Hi, pls help. I have yeast infection. It is caused by candida albicans. I am having curdy white discharge. I tried all medications say topical cream which is candid cream, vaginal capsules, probiotics as per course. But it comes back after i stop it. My partner also got tested with antifungals. What can i do now ??? Pls help.
After a mild covid infection I’m dealing with chronic “hives” (I don’t have a better word for what I have, they look like hives but when they go down a red bump remains, painful and itchy) I also have Lupus (managed by diet alone) Now wondering if I have a mast cell issue?
Pretty certain I have mcas unfortunately.. more than 1 system reactions. I have read that long-term antihistamines are also not good and can make DAO enzyme even worse.

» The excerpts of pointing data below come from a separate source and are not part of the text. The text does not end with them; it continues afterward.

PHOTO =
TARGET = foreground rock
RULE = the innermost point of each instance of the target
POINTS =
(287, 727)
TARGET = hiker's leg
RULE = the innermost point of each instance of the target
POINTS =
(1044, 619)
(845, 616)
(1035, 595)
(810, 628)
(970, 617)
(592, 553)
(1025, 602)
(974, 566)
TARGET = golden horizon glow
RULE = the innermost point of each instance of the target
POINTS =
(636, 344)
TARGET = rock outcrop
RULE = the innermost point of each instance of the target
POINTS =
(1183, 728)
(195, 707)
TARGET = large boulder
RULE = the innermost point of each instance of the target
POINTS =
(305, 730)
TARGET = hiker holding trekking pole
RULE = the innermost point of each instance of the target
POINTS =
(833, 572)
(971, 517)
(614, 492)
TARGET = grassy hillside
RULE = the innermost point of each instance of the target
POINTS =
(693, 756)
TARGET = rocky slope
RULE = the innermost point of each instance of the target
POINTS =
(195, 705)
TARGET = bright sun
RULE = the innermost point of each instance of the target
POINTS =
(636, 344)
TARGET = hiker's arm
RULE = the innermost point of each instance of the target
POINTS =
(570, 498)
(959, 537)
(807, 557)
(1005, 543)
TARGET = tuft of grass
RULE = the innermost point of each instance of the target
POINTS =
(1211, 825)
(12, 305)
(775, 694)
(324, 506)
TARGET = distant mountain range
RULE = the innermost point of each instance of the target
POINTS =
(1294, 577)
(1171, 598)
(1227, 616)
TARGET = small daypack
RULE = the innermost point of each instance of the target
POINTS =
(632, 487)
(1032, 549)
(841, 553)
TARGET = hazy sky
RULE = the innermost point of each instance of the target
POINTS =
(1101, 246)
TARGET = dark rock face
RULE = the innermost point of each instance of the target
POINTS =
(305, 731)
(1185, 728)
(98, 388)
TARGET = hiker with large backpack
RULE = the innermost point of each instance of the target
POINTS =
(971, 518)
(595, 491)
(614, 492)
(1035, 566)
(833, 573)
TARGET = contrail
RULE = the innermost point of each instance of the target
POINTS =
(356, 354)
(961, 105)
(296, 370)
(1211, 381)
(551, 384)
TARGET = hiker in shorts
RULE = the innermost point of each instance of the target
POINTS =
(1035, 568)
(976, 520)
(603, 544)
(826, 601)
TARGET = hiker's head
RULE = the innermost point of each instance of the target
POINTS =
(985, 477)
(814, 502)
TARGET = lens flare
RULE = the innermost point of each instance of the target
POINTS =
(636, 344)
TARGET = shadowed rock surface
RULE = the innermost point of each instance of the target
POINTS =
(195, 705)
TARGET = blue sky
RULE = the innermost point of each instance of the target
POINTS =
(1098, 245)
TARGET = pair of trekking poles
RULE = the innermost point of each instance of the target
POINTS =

Also doctors deny my anaphylactic reactions stating they are not.. which seems strange to me when I have had several severe reactions including my throat closing and other symptoms of anaphylaxis include even just low blood pressure states a form from the hospital about anaphylexis. So frustrating to even get diagnosed, it's been years now and got given steroids for my reactions which made me have TSW (steroid addiction/withdrawal which I nearly died from and so the doctors only made me more sick, after the steroids my stomach was completely destroyed and worse than it already was, same with my skin literally all coming off etc.
I work in health care and never thought much about this diagnosis. Then after a COVID vaccine reaction four times, I developed what I thought were allergies. Near anaphylaxis to foods I've eaten my whole life. Testing for allergies found nothing. The allergist reluctantly tested for the "designer disease of the moment" as he called it. Not only did my urine show MCAS, but I am positive for KIT mutation D816V, as well as HaT. This is a real thing. I am starting to feel better, but having to figure out treatment on my own. My Allergist and Hematologist don't really want to treat me, but they also have no referrals. Thank you Dr. Jill for your wise words. They have been so helpful to me as I navigate this lonely road.
Omg same here, not to the vaccine tho, so either covid or something else. But the rest of your experience is so similar. They tell me it's not even anaphylexis which does my head in. You got further than me tho, they don't even want to test me. Who did your testing if I may ask?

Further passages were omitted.